Representatives of the empire were ordered to eat with their hands. Thus the dish became known as ‘bish barmak’ (‘five fingers’ in the Tatar and Bashkir languages). And so Russians called this dish ‘bishbarmak’ for half a century.
Les représentants de l’empire ont reçu l’ordre de manger avec leurs mains. C’est ainsi que le plat est devenu connu sous le nom de «bish barmak» («cinq doigts» dans les langues tatare et bachkir). C’est ainsi que les Russes ont appelé ce plat «bishbarmak» pendant un demi-siècle.
Les russophones n’utilisaient le mot «beshparmak» qu’après une étude par le fonctionnaire impérial Alexei Levshin, qui l’a décrit comme une nourriture de fête spécifique à l’ouest du Kazakhstan. Avec le temps, les gens qui l’aimaient ont commencé à l’utiliser comme un terme générique.
The name ‘beshbarmak’ spread with the Russification during the late Soviet period. In Kazakh, in fact, the correct spelling would be ‘bes barmak’ [and so it was spelled until the 1970s].
Le nom «beshbarmak» s’est répandu avec la russification lors de la fin de la période soviétique. En fait, en Kazakh l’épellation correcte serait «bes barmak» [et c’est ainsi qu’il a été orthographié jusque dans les années 1970].
Les universitaires kazakhs ont exprimé leur opposition à cette représentation erronée, mais leurs plaintes n’ont pas été entendues.
L’arrière-goût de la colonisation
Les sociétés d’Asie centrale souffrent encore des effets de la colonisation sur leur culture et leurs habitudes alimentaires.
«Chaque pays construit son identité d’un point de vue soviétique.
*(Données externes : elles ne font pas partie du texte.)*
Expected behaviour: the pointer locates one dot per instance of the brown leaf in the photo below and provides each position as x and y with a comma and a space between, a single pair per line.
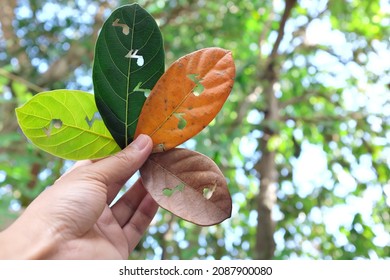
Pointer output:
188, 184
187, 97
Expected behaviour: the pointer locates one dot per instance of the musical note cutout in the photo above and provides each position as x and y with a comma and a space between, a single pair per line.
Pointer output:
96, 117
54, 123
133, 54
125, 27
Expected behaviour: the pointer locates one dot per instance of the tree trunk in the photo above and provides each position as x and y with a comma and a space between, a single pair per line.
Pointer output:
266, 167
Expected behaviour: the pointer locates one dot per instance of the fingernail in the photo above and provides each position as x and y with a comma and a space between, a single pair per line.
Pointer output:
141, 141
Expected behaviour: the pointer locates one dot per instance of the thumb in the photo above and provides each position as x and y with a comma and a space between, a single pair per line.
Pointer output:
121, 166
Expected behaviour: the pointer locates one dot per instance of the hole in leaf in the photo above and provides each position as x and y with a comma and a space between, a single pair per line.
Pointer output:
208, 192
169, 192
158, 148
144, 90
199, 88
54, 123
133, 54
125, 27
96, 117
182, 122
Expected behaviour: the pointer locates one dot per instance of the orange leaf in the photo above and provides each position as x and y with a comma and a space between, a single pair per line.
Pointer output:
187, 97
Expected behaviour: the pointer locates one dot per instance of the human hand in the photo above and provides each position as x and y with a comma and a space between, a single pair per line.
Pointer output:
73, 218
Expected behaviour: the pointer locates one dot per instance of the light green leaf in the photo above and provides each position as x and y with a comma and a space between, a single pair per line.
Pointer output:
67, 124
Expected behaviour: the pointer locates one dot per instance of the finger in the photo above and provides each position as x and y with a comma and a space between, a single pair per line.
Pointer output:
139, 222
117, 169
127, 205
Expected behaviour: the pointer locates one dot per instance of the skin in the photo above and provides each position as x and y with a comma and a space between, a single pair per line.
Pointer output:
74, 218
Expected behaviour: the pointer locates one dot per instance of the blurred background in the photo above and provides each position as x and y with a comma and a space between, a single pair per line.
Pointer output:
303, 140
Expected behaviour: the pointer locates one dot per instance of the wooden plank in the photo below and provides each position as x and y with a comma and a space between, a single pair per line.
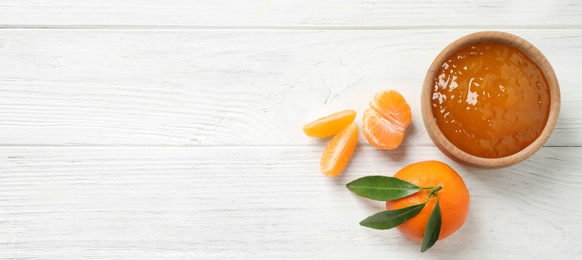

Parce qu’on nous a appris à penser ainsi et que nous sommes habitués à être définis par les autres selon leurs normes», a déclaré M. Bolatkhan, ajoutant que cela se traduisait désormais par des querelles mesquines sur la «véritable» origine du beshbarmak ou d’autres plats.
Kazakhstan’s national cuisine now includes a range of dishes, but is still considered as one unchanging culture, failing to take into account the emergence of new food habits and changes in consumption methods.
Maybe it just should not be called ‘national cuisine’. Better say ‘signature’ or ‘regional’, because we definitely have not tried all of our national dishes.
La cuisine nationale du Kazakhstan comprend aujourd’hui un éventail de plats, mais elle est toujours considérée comme une culture immuable, qui ne tient pas compte de l’émergence de nouvelles habitudes alimentaires et de l’évolution des modes de consommation.
Peut-être ne devrait-on pas parler de «cuisine nationale». Mieux vaut dire «signature» ou «régionale», car nous n’avons certainement pas goûté à tous nos plats nationaux.